Into the life of every pepper patch comes The Big Freeze. Sometimes it’s early, like a cruel early October frost. Sometimes it’s later. Sometimes you can forestall the inevitable by covering the plants. But it’s coming. And you cannot hide from it.
You should take it with dignity and grace. After all, your pepper patch has kept you in peppers (and blog posts) for months on end. This post will show you the proper way to bring a proper end to your Summer of Peppers.
It will be helpful to my fellow pepper enthusiasts to provide a summary of the peppers in my patch.
I had two plants that produced. They were very prolific with large fruits about half the size of a bell pepper and a rich dark green color. I liked to get a dozen or so large ones and make Chili Relenos As the days got cooler. the fruits get smaller, and I usually just dry them for ancho chili powder. Two plants are plenty for my family.
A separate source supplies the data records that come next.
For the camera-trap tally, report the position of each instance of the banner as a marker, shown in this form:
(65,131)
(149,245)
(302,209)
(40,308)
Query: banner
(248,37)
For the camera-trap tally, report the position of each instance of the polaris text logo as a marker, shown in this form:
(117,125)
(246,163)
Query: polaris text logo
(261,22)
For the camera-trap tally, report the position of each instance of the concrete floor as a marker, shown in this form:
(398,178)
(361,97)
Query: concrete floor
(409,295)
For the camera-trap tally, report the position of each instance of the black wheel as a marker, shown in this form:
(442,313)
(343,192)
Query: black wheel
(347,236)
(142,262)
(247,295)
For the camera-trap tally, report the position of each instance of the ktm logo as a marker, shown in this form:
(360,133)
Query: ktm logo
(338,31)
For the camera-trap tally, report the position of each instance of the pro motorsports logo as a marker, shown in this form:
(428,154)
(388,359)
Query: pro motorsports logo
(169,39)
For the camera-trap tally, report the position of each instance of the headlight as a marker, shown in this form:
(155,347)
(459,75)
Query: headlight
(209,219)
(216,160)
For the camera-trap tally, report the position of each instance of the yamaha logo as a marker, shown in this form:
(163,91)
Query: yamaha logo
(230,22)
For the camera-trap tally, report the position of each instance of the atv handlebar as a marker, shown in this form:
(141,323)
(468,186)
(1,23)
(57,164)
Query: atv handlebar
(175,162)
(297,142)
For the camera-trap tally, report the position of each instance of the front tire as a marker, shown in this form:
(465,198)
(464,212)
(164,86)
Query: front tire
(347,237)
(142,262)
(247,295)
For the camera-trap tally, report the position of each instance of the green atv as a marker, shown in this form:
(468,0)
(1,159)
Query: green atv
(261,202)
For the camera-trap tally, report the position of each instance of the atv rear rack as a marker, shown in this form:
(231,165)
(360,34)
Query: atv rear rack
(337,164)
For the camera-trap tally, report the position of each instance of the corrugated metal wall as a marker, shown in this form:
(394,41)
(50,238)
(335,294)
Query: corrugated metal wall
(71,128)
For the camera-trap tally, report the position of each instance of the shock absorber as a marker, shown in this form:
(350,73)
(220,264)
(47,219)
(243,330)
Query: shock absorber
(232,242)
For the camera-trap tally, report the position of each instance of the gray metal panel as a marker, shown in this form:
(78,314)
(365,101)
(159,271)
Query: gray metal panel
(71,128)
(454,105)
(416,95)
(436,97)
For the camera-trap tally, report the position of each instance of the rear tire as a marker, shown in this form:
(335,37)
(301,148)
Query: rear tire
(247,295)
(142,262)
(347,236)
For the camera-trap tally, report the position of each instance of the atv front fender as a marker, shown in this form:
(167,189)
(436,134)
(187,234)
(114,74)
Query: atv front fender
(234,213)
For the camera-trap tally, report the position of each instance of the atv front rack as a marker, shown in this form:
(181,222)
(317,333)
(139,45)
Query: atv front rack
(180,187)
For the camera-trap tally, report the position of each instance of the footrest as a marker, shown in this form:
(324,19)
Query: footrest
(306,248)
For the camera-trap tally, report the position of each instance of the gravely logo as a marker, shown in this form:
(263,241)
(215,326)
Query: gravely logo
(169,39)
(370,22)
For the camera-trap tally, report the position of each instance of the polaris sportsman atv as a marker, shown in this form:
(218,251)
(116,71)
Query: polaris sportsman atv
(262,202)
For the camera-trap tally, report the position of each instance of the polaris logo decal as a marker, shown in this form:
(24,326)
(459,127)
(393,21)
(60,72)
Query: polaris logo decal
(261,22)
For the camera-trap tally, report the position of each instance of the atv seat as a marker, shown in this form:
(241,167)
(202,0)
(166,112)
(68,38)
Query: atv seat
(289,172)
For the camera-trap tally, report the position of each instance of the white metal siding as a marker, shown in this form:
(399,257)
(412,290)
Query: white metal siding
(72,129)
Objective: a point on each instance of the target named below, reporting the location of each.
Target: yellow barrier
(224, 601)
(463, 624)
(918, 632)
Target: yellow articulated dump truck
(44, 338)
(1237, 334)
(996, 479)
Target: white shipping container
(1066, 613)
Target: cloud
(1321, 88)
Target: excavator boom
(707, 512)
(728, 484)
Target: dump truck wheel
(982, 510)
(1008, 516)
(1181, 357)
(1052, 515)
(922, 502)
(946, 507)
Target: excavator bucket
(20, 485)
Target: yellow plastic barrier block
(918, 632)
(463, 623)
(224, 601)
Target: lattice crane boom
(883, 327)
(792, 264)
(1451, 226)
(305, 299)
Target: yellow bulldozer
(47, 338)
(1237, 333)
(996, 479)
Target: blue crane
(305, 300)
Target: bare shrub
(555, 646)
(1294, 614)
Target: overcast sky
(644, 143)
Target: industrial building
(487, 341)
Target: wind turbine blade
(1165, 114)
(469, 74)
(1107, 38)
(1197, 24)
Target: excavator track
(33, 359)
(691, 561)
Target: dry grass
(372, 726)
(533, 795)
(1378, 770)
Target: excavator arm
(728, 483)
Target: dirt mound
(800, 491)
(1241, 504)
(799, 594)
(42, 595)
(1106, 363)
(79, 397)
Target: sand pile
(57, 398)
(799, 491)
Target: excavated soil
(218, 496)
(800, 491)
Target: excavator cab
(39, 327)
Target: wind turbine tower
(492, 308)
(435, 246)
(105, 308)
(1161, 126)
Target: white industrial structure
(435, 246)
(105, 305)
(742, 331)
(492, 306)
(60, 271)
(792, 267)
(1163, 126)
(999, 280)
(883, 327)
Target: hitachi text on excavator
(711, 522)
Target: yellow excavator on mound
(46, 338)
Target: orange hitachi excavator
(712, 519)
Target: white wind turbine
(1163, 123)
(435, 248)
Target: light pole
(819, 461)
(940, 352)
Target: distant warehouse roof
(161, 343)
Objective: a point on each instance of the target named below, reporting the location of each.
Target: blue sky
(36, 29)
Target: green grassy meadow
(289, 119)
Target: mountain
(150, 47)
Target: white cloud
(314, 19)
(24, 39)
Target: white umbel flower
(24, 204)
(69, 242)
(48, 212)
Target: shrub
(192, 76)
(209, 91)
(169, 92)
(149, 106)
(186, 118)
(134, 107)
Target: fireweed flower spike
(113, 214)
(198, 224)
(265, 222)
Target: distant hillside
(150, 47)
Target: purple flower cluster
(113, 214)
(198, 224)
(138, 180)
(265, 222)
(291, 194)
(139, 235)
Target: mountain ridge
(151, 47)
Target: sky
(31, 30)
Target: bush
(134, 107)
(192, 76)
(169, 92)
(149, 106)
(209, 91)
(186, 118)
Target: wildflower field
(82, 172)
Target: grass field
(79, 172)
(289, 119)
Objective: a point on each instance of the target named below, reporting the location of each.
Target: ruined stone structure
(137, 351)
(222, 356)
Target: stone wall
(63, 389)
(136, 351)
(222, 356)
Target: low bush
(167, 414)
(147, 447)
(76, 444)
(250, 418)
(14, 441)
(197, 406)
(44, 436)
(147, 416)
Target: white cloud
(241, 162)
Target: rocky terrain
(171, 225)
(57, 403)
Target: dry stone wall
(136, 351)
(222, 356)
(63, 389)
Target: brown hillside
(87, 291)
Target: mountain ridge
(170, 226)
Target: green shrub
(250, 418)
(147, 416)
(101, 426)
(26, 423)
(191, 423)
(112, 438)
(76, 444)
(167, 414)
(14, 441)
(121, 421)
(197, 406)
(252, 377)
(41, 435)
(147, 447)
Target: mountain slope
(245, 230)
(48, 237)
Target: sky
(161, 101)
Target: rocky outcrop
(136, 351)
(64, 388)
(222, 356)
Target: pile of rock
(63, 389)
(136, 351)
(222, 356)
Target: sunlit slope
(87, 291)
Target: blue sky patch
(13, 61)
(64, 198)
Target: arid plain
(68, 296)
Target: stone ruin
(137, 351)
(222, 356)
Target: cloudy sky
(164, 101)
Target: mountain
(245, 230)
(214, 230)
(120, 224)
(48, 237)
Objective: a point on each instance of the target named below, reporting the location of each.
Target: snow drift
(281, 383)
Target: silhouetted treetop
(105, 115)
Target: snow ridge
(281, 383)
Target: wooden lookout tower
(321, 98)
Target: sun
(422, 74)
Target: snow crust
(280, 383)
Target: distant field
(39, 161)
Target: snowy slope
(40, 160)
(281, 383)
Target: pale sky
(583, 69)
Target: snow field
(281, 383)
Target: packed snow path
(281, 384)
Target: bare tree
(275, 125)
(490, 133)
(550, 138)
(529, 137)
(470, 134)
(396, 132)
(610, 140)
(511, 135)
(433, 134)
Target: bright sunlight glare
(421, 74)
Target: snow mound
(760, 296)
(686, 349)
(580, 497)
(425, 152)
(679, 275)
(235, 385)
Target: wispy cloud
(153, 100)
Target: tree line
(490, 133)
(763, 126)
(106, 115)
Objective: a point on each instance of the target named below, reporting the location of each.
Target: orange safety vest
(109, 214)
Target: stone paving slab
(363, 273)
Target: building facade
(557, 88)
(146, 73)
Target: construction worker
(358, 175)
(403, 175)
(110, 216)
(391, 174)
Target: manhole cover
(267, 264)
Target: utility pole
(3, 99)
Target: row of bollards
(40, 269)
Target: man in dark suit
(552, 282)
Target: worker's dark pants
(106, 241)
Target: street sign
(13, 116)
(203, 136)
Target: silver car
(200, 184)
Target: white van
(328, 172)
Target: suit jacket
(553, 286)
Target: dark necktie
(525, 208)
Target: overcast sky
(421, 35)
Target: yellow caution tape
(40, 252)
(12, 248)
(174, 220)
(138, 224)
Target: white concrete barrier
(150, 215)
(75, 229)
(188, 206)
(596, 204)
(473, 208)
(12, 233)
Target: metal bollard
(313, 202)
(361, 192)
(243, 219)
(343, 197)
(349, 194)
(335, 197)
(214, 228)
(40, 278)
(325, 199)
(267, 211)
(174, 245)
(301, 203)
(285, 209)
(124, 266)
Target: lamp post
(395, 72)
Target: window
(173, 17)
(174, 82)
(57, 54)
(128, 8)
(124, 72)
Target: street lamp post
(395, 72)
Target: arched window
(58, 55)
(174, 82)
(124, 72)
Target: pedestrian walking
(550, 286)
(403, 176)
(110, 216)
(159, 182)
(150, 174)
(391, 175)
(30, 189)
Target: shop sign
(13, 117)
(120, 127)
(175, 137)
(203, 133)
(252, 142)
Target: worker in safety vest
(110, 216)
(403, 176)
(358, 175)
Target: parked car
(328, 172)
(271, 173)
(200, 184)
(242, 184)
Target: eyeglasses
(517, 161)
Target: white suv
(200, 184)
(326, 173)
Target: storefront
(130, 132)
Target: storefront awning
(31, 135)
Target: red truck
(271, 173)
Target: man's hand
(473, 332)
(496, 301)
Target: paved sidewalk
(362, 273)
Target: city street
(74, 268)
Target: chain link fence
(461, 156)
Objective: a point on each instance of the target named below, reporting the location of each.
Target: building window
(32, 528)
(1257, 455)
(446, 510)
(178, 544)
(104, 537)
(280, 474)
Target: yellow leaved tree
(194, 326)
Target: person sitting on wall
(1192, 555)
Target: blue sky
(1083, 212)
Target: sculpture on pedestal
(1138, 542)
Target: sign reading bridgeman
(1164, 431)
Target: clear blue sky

I planted six of these and five produced. They are extremely prolific, and look like dark green banana peppers, which will turn red and sweet when left to ripen. They are not very hot, and are great for stuffing, roasting, baking and frying. The last fruits of the year are typically smaller with tougher skins. I pick these and roast them on the grill. After removing the skins, I can them and keep them in the fridge to use whenever roasted peppers are called for.
I planted six of these and four produced. They are also very prolific, and turn a bright red when ripe. I pick the red ones starting in August and dry them in the dehydrator. At the end of the season, I grind them in a food processor and give bottles of red pepper flakes away as Christmas presents. At the end of the season, I pick them all; red and green, dry them and grind them into chili powder.
The Jalapenos and Serranos
I planted six jalapeno plants, but only two really did well. I planted four serranos, and while they all grew well, the fruits refused to turn red this year. I typically slice them into rings and cold pickle them. I put up about six quarts this summer. The last bunch were mostly green serranos which I dried and ground fine, which makes for a very tasty chili powder.
The Hungarian Wax
These are usually very heavy producers, but not so much this year. The Pennsylvania summer was cool and wet, and I don’t think it was great for banana peppers. My four plants finally started producing in September, and we stuffed them with sausage, and pickled them stuffed with sauerkraut.
I planted six of these, and three produced. One produced on steroids. I usually picked a pint or so each week and sauteed them with olive oil and garlic. The last fruits were so plentiful, that my wife, Denise, decided to cut them into rings and fry them with sausage and onions. This was absolutely out of this world!
The Last Pick
Here in south-western Pennsylvania, Poor Richard tells me I have a 50% chance of freezing over-night temperatures by October 14, and a 90% chance by November 1. This year, my patch stayed intact until tonight, November 10. When you see it coming, you go out and pick all the useful peppers you can find. I set the tone by telling my back porch Echo, “Alexa, play ‘This is the End” by the Doors'”, I then take my picking bucket and set to work.
Well you can see that I brought in quite a haul.
I like to dehydrate the cayennes. The green ones, I will grind into powder, and the reds will join my stash for grinding into flakes.
The rest are mostly green serranos. These, I will cut these into rings and pickle. They are typically a bit smaller and hotter than the jalapenos, but they are still very good on nachos.
And finally, what do you do with all those shishitos? Well, we cut them into rings and fried them up with some onions and sausage. And they were just great! I’m going to try to freeze the rest of them with hope we can fry them up at a later time.
So say goodbye to this year’s patch. Enjoy the canned and dried fruits of your labors. And get ready for another bumper crop next year.